# Circuit LOSt

Circuit ....LOSt ## Homework Statement

A sandard cell or 1080V gives a balance length of 512 mm on a potentiometer. If the p.d across a standard 10.0 (ohm) resistor in a circuir gives a balance length of 784 mm, calculate the current in the circuit with the 10.0 (ohm) resistor. Draw a circuit sketch og the two circuit arrangements required in the above case.
I am stuck here..am i going right?.please help someone..
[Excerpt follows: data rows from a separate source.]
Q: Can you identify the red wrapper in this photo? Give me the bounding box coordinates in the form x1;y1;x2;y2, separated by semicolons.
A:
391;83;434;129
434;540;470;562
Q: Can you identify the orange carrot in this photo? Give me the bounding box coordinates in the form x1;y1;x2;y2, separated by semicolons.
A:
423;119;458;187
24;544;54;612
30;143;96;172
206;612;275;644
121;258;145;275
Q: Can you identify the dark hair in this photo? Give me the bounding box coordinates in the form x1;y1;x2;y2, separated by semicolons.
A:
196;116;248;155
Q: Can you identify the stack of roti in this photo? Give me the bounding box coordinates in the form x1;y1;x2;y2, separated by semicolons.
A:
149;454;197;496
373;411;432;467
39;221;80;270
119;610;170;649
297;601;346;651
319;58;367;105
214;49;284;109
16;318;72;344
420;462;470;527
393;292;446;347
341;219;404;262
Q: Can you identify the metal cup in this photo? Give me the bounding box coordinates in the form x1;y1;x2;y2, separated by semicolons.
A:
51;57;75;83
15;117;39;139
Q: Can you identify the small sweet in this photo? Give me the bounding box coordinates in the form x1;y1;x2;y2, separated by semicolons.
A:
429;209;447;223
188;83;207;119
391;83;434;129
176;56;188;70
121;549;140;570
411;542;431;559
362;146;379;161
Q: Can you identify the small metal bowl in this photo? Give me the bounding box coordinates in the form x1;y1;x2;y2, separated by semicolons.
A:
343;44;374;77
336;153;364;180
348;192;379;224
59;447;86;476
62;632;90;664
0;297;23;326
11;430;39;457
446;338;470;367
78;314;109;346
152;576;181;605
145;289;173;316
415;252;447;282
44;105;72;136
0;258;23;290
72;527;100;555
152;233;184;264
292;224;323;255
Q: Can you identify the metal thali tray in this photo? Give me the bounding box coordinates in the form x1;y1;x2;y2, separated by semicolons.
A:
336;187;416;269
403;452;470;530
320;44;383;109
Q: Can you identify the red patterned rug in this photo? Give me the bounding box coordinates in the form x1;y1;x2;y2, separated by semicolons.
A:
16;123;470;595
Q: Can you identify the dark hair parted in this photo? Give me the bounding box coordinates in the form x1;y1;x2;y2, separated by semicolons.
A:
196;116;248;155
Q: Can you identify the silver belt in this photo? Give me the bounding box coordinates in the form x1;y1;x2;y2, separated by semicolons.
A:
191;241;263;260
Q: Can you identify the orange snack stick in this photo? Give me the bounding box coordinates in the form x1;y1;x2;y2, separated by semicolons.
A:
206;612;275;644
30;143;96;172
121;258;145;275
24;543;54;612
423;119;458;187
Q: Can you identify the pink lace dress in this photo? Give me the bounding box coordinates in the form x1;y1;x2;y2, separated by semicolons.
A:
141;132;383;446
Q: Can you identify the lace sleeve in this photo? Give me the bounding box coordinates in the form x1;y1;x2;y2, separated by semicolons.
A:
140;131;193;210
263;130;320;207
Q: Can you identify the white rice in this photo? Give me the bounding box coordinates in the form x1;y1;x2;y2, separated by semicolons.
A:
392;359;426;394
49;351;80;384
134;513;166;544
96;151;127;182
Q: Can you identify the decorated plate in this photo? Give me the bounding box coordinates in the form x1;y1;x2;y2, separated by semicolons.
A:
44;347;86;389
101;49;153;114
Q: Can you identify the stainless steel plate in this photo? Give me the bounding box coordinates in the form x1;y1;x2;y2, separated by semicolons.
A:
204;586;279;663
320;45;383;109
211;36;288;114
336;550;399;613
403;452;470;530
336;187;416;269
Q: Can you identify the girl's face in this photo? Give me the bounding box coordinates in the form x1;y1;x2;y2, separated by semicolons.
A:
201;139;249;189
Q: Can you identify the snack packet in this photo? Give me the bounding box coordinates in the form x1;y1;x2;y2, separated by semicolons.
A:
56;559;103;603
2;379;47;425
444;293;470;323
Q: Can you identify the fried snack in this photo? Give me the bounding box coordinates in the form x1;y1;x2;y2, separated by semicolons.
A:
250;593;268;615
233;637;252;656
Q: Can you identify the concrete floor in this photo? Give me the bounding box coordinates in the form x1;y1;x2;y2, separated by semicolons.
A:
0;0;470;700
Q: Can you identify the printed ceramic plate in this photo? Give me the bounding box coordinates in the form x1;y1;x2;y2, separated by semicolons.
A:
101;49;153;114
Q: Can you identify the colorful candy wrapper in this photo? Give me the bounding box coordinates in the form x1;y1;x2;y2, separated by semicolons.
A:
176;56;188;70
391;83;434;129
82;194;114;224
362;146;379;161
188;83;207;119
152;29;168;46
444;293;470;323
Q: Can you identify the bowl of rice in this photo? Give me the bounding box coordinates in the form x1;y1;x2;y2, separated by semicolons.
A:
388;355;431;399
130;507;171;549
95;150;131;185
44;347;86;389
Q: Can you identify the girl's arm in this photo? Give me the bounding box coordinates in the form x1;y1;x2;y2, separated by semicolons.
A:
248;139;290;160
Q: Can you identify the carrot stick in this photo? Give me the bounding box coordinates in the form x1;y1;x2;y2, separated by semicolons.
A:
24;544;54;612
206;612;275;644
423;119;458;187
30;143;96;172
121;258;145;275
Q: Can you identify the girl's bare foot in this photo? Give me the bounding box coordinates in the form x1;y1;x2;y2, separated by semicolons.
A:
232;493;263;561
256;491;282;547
## The Attempt at a Solution

E = k * 512*10^-3 (512 times ten to the power of minus 3)

V = E - Ir
V = k * 784*10^-3

V = IR I = V/R = V/10

E = V + Ir

K* 784*10^-3 = k * 512*10^-3 - K*784*10^-3(r)/10

K's cancel

784*10^-3(r)/10 = 784*10^-3 - 512*10^-3
= 0.0784r = 0.272
= 3.46(ohms)

.....what else do i do from here?

## Answers and Replies

andrevdh
Homework Helper
The info on the standard cell (I assume you ment 1.080 V) gives the potential gradient of the potentiometer:

$$e = 1.080/0.512\ V/m$$

With this value you can subsequently calculate the potential over the standard resistor. Which enables you to calc the current through it via Ohm's law.

how do you calculate the potential? would it be V=0.784(1.080/0.512) ?

andrevdh
Homework Helper
Yes. The potential gradient over the wire of the potentiometer is constant (the diameter of the wire is constant).